Decisão Texto Integral: Acordam no Tribunal da Relação de Guimarães


O autor "A" instaurou a presente acção declarativa de condenação, com forma de processo sumário, contra os réus "B" e mulher, pedindo que seja declarada a nulidade do contrato de mútuo, por via do qual emprestou aos réus a quantia de Esc:2.000.000$00, e que estes sejam condenados a restituírem-lhe tal quantia.
Alegou, para tanto e em síntese, a nulidade do dito contrato, por falta de forma e a não restituição da quantia mutuada.

Citados, os réus contestaram alegando que procederam à restituição da mencionada quantia em 8 de Novembro de 2002, à esposa do autor, Maria L....
Concluíram pela improcedência da acção.

Na sua resposta, a autora sustentou que o documento de quitação junto aos autos constituí um negócio simulado, com o objectivo de prejudicar terceiros, concluindo como na P.I..

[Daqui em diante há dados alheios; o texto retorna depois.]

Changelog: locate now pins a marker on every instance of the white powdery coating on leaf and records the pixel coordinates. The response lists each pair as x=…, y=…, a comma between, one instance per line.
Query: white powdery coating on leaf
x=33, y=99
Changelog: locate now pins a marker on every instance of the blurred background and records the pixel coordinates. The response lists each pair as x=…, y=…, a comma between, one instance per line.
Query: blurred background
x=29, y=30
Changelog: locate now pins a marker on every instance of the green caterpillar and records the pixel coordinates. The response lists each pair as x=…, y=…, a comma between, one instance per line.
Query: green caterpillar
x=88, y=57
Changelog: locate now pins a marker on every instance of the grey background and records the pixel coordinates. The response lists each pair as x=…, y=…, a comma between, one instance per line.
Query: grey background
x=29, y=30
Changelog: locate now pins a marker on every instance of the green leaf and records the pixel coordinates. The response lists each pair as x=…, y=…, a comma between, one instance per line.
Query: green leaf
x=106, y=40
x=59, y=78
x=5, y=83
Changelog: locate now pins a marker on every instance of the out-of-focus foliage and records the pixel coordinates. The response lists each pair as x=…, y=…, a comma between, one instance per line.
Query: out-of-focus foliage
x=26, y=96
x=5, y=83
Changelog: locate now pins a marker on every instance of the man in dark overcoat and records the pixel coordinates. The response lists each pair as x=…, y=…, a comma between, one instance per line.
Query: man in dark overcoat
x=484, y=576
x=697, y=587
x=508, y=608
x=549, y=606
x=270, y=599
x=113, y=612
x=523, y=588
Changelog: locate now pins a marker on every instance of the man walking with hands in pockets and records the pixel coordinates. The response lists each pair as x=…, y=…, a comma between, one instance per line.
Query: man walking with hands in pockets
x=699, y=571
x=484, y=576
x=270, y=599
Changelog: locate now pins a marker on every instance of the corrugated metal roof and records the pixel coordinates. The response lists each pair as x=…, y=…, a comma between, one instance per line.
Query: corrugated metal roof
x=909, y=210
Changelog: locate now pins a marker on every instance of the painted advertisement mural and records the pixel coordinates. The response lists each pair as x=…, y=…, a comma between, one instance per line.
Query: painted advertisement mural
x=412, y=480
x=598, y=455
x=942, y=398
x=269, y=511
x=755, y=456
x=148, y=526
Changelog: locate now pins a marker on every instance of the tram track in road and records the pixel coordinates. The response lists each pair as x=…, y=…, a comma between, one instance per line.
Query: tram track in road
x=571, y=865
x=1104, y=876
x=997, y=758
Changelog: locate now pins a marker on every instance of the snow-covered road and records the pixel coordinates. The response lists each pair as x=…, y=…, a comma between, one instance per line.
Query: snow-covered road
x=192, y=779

Foi dispensada a elaboração da selecção da matéria de facto assente e da base instrutória, nos termos do disposto no art. 787, n.º2 do C. P. Civil.

Procedeu-se à realização da audiência de discussão e julgamento com observância de todo o formalismo legal, decidindo-se a matéria de facto controvertida pela forma constante do despacho de fls. 117 e 118, que não mereceu qualquer censura.

A final foi proferida sentença que julgou a acção parcialmente procedente e, em consequência:
- Declarou o contrato de mútuo gratuito, ajustado verbalmente entre A. e Réus nulo, por carecido de forma.
- Condenou solidariamente os Réus a restituirem ao A. a quantia de 9 975,96 (Esc. 2 000 000$00), acrescida de juros à taxa legal, desde a citação até efectivo e integral pagamento.
- Condenou solidariamente os réus como litigantes de má fé, numa multa de 20 Ucs.
- Condenou os réus no pagamento das custas.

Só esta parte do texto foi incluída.